En una sociedad como la actual, se encuentra invertida la escala de valores y la prioridad de los mismos, al punto que la gran mayoría privilegia las cosas materiales para heredar a sus generaciones presentes y futuras, sin reparar en el hecho cierto que la educación constituye la mejor herencia y un patrimonio intangible para cada individuo y para la sociedad.
Esta afirmación es tan cierta que muchas veces escuchamos, y con razón, que la educación redime la pobreza; nada tan real que el desarrollo individual y colectivo depende en gran parte del nivel de formación y educación que recibimos.
Esta circunstancia hace que hoy existan países del primer y tercer mundo, la diferencia está en que países como Francia, Alemania, Japón y ahora los llamados tigres asiáticos son los que van marcando la distancia abismal con países como África o Latinoamérica. En estas sociedades desarrolladas, las tasas de analfabetismo están en cero mientras en países pobres es hasta del 30%.
Si la tecnología va de la mano con la educación, es de suponer que entonces estos pueblos relegados y pobres del mundo también se encuentran a varias decenas de años del desarrollo tecnológico. Los gobiernos por tanto, tienen la obligación de hacer efectivo el derecho a la educación con calidad, eficiencia, tecnología de punta; así represente una inversión alta para el Estado.

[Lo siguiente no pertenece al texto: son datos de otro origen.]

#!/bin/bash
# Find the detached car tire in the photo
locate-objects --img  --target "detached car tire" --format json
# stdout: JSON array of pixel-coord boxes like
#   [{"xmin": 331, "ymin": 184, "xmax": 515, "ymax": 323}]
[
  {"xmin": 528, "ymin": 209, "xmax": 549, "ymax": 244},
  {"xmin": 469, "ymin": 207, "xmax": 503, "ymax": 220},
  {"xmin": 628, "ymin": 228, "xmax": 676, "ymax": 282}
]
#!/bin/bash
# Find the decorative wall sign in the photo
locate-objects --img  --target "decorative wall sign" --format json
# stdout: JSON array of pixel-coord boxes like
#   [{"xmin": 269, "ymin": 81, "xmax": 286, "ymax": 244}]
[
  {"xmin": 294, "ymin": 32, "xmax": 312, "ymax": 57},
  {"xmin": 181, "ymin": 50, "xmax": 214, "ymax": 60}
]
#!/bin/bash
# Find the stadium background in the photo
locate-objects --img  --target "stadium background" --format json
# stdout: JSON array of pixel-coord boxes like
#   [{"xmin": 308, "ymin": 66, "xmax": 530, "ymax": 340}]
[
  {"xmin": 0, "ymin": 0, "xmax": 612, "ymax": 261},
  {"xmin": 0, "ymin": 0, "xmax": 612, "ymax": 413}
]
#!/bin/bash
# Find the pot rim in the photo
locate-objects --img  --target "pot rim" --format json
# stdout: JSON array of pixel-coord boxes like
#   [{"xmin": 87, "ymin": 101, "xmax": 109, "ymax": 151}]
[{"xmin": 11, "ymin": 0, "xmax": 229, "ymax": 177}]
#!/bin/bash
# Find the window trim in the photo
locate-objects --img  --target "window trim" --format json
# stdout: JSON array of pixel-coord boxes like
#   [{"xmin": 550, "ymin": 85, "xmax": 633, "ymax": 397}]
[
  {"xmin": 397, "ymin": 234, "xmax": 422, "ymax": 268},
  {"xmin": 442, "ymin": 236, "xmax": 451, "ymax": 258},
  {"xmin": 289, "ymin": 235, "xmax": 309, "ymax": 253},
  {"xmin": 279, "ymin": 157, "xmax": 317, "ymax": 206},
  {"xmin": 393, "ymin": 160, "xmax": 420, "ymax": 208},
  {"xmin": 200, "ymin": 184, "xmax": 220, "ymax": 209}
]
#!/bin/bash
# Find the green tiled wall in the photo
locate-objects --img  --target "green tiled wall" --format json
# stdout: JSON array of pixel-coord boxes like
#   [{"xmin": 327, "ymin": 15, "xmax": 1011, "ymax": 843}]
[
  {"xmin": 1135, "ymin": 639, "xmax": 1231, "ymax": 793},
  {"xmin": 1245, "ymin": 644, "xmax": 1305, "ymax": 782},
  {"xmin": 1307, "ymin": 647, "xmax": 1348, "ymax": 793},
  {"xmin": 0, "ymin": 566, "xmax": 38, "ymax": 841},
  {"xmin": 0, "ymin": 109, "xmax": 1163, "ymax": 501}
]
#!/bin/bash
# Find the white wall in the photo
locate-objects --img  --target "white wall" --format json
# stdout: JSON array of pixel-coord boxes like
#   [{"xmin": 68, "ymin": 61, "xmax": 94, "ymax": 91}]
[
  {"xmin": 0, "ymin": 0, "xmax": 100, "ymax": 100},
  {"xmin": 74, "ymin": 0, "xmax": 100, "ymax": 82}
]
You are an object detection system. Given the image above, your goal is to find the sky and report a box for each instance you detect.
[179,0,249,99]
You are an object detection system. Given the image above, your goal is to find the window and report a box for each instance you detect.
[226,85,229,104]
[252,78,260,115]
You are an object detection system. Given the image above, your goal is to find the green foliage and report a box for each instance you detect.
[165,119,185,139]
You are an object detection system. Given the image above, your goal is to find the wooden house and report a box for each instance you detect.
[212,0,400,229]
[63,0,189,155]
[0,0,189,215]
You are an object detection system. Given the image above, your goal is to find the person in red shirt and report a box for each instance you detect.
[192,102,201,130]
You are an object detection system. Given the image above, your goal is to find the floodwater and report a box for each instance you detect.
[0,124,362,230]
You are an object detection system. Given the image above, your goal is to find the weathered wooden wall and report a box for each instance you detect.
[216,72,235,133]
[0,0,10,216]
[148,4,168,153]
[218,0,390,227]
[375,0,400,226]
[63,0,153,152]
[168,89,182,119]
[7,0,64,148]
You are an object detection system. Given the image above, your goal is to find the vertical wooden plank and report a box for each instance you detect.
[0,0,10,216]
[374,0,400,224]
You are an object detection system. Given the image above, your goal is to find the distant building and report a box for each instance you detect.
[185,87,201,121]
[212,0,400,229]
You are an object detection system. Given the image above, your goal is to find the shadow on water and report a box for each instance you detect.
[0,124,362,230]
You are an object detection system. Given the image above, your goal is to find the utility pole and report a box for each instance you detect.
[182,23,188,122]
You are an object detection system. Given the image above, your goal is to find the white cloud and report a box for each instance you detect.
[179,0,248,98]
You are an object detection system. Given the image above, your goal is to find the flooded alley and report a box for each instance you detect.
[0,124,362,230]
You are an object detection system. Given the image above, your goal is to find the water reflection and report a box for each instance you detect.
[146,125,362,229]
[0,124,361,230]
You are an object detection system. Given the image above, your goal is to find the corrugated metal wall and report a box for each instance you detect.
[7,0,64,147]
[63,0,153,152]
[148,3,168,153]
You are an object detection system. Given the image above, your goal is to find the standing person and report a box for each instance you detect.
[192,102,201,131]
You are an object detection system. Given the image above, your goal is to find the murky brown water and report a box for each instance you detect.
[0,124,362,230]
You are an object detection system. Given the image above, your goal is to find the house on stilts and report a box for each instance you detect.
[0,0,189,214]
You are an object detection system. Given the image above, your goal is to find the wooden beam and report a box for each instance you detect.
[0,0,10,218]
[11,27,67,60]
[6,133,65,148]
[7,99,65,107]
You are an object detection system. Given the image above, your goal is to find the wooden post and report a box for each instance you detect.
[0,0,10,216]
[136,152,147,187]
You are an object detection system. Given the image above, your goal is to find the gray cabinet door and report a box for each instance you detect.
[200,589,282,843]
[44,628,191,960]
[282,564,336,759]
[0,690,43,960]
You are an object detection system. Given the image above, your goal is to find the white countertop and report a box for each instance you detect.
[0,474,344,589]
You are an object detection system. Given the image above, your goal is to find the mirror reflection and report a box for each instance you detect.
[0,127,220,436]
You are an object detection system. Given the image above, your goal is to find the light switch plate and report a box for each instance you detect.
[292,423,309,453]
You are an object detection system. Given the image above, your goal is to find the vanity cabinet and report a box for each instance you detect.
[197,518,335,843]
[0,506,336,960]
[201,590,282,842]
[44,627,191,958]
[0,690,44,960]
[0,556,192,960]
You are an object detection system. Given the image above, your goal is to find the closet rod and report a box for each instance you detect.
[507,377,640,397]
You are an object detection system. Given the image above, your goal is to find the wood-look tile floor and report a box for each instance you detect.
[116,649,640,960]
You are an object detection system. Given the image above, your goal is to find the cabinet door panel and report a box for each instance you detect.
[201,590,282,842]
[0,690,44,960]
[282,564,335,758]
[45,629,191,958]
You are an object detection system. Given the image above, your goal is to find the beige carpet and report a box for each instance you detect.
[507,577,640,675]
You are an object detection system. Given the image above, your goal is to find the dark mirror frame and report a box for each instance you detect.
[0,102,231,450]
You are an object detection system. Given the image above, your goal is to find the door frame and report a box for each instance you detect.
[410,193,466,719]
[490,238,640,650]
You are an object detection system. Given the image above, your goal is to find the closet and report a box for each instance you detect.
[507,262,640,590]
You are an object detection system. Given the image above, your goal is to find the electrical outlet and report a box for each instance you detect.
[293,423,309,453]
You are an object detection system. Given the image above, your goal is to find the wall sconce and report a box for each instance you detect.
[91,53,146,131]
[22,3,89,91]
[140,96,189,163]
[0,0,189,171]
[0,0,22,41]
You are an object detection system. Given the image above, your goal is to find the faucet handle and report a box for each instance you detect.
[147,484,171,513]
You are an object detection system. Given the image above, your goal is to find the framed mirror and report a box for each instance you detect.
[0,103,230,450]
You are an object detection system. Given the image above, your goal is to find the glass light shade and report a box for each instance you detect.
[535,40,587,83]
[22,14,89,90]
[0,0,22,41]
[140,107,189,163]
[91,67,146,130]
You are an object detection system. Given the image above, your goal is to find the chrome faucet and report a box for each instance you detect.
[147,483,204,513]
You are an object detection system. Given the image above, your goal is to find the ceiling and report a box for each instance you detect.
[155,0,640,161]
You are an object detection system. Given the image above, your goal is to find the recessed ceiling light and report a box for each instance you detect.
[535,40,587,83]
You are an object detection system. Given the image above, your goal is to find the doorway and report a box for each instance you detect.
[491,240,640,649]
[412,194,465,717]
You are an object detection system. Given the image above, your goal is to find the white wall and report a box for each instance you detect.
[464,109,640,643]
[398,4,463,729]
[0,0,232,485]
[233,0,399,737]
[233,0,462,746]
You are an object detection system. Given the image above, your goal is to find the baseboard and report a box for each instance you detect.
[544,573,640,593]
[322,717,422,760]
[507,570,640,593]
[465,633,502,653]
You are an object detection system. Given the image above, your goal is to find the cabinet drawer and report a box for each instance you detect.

Mientras más alta sea la inversión en educación, más nos acercaremos a un real mejoramiento de la calidad de educación; solo así el Estado estaría pagando gran parte de la deuda social que por décadas ha hecho que amplios sectores de la población permanezcan relegados, sin acceso a la educación, salud, vivienda, inclusión social, participación democrática, condiciones básicas para el Buen Vivir.